Ripple has come out with a recent tweet stating: “The digital asset #XRP and the company #Ripple are distinctly different”. In the tweet is a link to a blog post detailing 5 reasons as to exactly why the two are different.
— Ripple (@Ripple) July 9, 2018
This comes amid fears that Ripple/XRP may in fact be a security given the remarks made by William Hinman, director of the division of corporate finance at the U.S. Securities and Exchange Commission.
Last month in his remarks, Hinman states:
“based on my understanding of the present state of Ether, the Ethereum network and its decentralized structure, current offers and sales of Ether are not securities transactions”.
Hinman is stating that in its current form, the Ethereum network is sufficiently decentralized enough so that it may no longer can be considered a security.

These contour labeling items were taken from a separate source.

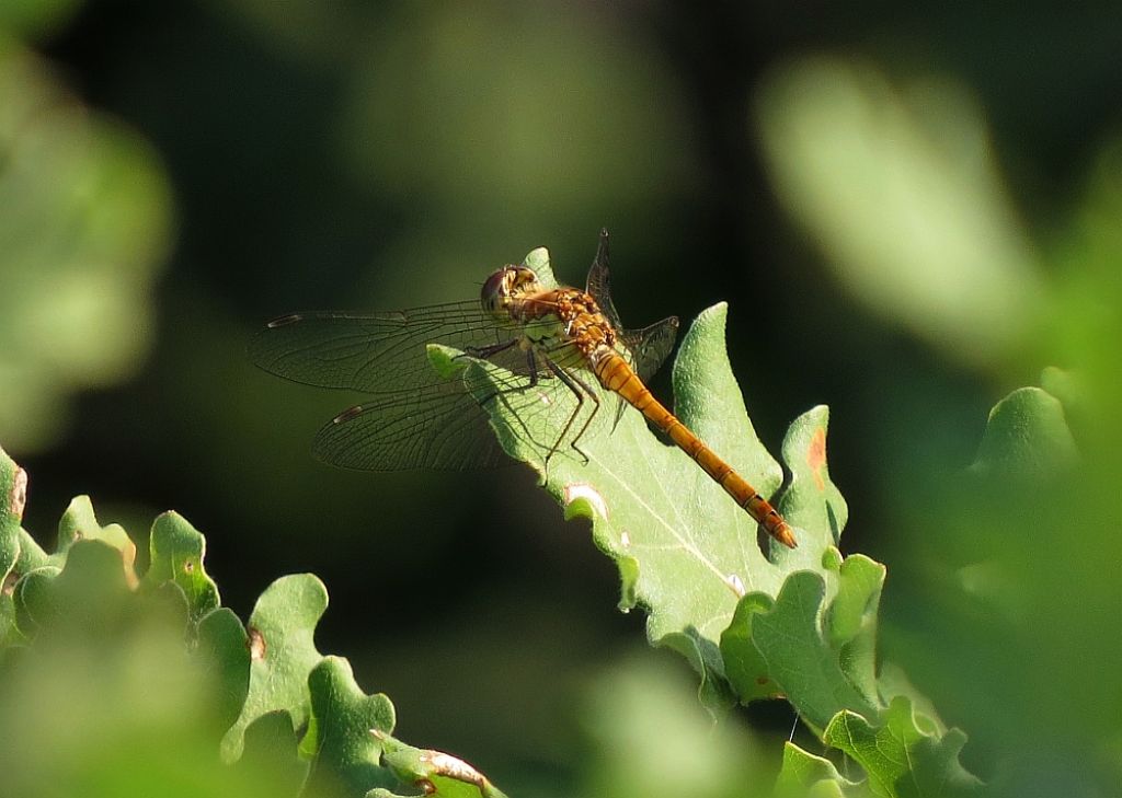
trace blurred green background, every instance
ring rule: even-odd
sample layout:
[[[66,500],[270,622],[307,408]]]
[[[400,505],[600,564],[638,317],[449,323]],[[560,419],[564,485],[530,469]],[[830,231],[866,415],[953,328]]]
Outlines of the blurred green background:
[[[730,303],[772,451],[831,407],[844,548],[889,566],[884,650],[972,735],[967,764],[1092,789],[1122,751],[1118,677],[1096,677],[1122,664],[1120,53],[1118,3],[0,0],[0,442],[31,475],[26,526],[48,542],[76,493],[134,535],[175,508],[243,618],[312,570],[320,648],[404,739],[512,792],[604,795],[611,767],[668,761],[582,770],[644,727],[606,685],[691,687],[669,655],[635,671],[641,613],[614,609],[587,531],[521,467],[314,463],[351,397],[245,346],[291,310],[470,298],[537,245],[580,284],[606,225],[631,325]],[[1082,381],[1100,522],[980,535],[932,485],[1048,364]],[[1055,591],[1002,646],[962,579],[994,558]],[[778,765],[791,715],[745,718]]]

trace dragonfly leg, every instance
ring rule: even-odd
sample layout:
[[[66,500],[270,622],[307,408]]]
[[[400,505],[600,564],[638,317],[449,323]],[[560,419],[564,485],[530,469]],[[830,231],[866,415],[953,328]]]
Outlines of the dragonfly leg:
[[[561,445],[561,442],[569,436],[572,425],[577,421],[577,417],[580,415],[580,410],[585,406],[586,397],[592,400],[592,409],[588,414],[588,418],[586,418],[585,423],[581,425],[580,430],[573,437],[572,443],[569,445],[572,446],[573,451],[585,460],[585,465],[588,465],[588,454],[579,446],[579,443],[585,433],[588,432],[588,425],[592,423],[592,419],[596,418],[597,411],[600,409],[600,398],[596,396],[596,391],[589,388],[588,383],[586,383],[577,374],[567,372],[549,358],[545,359],[545,364],[549,366],[549,370],[557,374],[558,379],[564,383],[565,388],[572,391],[573,396],[577,397],[577,407],[569,415],[569,420],[565,421],[564,429],[561,430],[561,435],[558,436],[553,446],[550,447],[549,454],[545,455],[545,465],[546,467],[549,466],[550,457],[557,453],[558,446]]]

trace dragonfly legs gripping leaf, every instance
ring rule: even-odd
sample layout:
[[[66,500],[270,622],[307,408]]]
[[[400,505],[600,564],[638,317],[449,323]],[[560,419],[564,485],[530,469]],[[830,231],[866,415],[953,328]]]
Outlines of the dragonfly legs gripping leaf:
[[[586,398],[592,400],[591,411],[588,414],[588,418],[585,419],[585,424],[581,425],[580,429],[577,432],[577,435],[573,436],[572,442],[569,445],[572,446],[573,451],[581,456],[581,460],[583,460],[583,464],[588,465],[589,462],[588,453],[580,447],[580,439],[585,436],[585,433],[588,432],[589,425],[592,423],[592,419],[596,418],[596,414],[600,409],[600,397],[598,397],[596,395],[596,391],[594,391],[589,387],[589,384],[585,382],[582,379],[580,379],[580,377],[578,377],[576,373],[567,372],[563,368],[561,368],[552,360],[550,360],[548,355],[544,356],[543,359],[545,360],[545,365],[549,368],[549,370],[552,371],[554,374],[557,374],[558,379],[561,380],[561,382],[565,386],[565,388],[572,391],[572,395],[577,397],[577,407],[573,408],[573,411],[571,414],[569,414],[569,419],[565,421],[564,427],[561,429],[561,434],[558,436],[557,440],[553,442],[553,445],[546,453],[543,466],[545,467],[546,471],[549,471],[550,458],[554,454],[557,454],[558,448],[561,446],[564,439],[569,436],[569,433],[572,430],[572,425],[576,424],[577,417],[580,416],[580,411],[585,407]]]

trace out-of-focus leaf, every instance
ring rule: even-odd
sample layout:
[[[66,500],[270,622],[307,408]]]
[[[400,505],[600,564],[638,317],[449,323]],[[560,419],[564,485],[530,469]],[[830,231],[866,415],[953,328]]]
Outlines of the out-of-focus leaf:
[[[781,198],[854,296],[974,365],[1022,343],[1042,287],[963,89],[808,58],[772,75],[758,121]]]
[[[132,131],[0,38],[0,437],[47,445],[67,397],[129,375],[149,344],[169,192]]]
[[[4,0],[0,3],[0,36],[39,39],[61,28],[81,6],[82,0]]]
[[[595,757],[586,796],[747,798],[766,795],[767,748],[733,718],[714,724],[688,677],[649,656],[597,675],[581,706]]]

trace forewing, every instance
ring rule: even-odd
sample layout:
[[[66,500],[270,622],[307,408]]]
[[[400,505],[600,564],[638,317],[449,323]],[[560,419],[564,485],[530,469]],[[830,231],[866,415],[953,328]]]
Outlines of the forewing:
[[[298,313],[257,333],[249,356],[293,382],[383,393],[439,382],[425,356],[426,344],[472,351],[515,335],[478,301],[366,315]]]
[[[460,379],[374,397],[315,436],[324,463],[360,471],[487,468],[508,462]]]
[[[588,269],[588,281],[585,290],[596,299],[596,304],[600,306],[600,313],[608,319],[608,323],[616,331],[622,331],[624,325],[619,323],[619,314],[616,312],[615,303],[611,301],[611,277],[608,272],[608,231],[605,229],[600,230],[600,244],[596,249],[592,266]]]
[[[624,346],[631,351],[632,368],[646,382],[674,349],[678,337],[678,316],[668,316],[642,330],[627,330],[623,334]]]

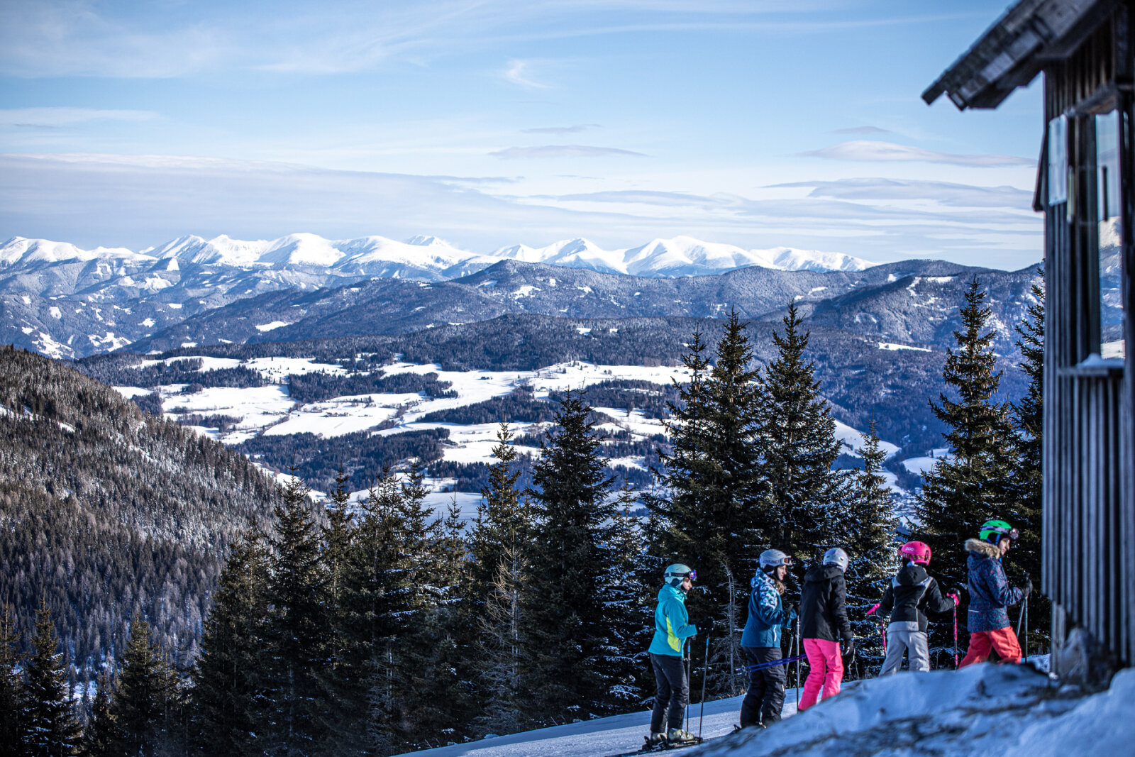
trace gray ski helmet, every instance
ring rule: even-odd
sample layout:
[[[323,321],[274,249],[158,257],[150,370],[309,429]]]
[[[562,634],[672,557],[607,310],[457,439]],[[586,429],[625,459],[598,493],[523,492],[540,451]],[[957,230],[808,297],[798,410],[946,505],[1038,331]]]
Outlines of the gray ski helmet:
[[[662,574],[662,579],[674,587],[675,589],[682,586],[682,581],[690,579],[691,581],[696,579],[698,572],[690,567],[689,565],[683,565],[681,563],[674,563]]]
[[[766,573],[780,565],[791,565],[792,558],[780,549],[765,549],[760,553],[760,570]]]
[[[832,547],[824,553],[824,565],[839,565],[841,571],[847,571],[850,562],[848,553],[843,552],[839,547]]]

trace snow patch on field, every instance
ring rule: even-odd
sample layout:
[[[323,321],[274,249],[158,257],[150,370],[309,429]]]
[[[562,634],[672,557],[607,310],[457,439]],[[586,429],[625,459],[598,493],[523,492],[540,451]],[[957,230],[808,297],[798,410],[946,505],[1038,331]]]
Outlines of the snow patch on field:
[[[915,350],[917,352],[932,352],[927,347],[911,347],[908,344],[896,344],[893,342],[880,342],[878,343],[878,348],[880,350]]]

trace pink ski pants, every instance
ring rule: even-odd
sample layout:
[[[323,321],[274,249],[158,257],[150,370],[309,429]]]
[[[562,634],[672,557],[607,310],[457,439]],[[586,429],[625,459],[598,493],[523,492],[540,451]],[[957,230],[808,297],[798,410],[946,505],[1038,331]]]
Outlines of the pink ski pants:
[[[800,695],[800,710],[816,704],[819,688],[824,688],[824,699],[840,692],[840,681],[843,680],[843,658],[840,657],[838,641],[825,639],[805,639],[804,653],[808,655],[808,680],[804,682],[804,693]]]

This is in contrast to Ripple, who currently owns 60 billion XRP, or 60% of a total max supply of 100 billion XRP.
There are worries that Ripple may not be sufficiently decentralized enough to be considered a security according to the remarks made by Hinman. Therefore, it appears Ripple is taking precautionary steps to differentiate itself between Ripple the company, which provides a range of enterprise solutions such as Ripple Net and Ripple xCurrent, and XRP, its digital native asset.
Questions such as: “who controls whether it is succeeds or fails?” is directly addressed in the blog post, with the “board, founders and employees” dictating the success of Ripple, and the “community who deal in XRP” controlling the success of XRP the digital asset.
Whether or not Ripple is security will be determined according to the Howey Test, a test which was the result of a 1946 U.S. Supreme Court case, SEC v Howey Co. The test outlines the following criteria, that if met, will likely result in the asset being considered a security.
- There is an investment of money
- There is an expectation of profit from the investment
- The investment of money is a common enterprise
- Any profits come from the efforts of a promoter or third party.
Ripple being considered a security would put it violation of the U.S. Securities Act of 1933 and Securities Exchange Act of 1934. Therefore, it is in the best interest of Ripple to come out with a clear statement outlining distinct differences between itself and its native digital asset, XRP.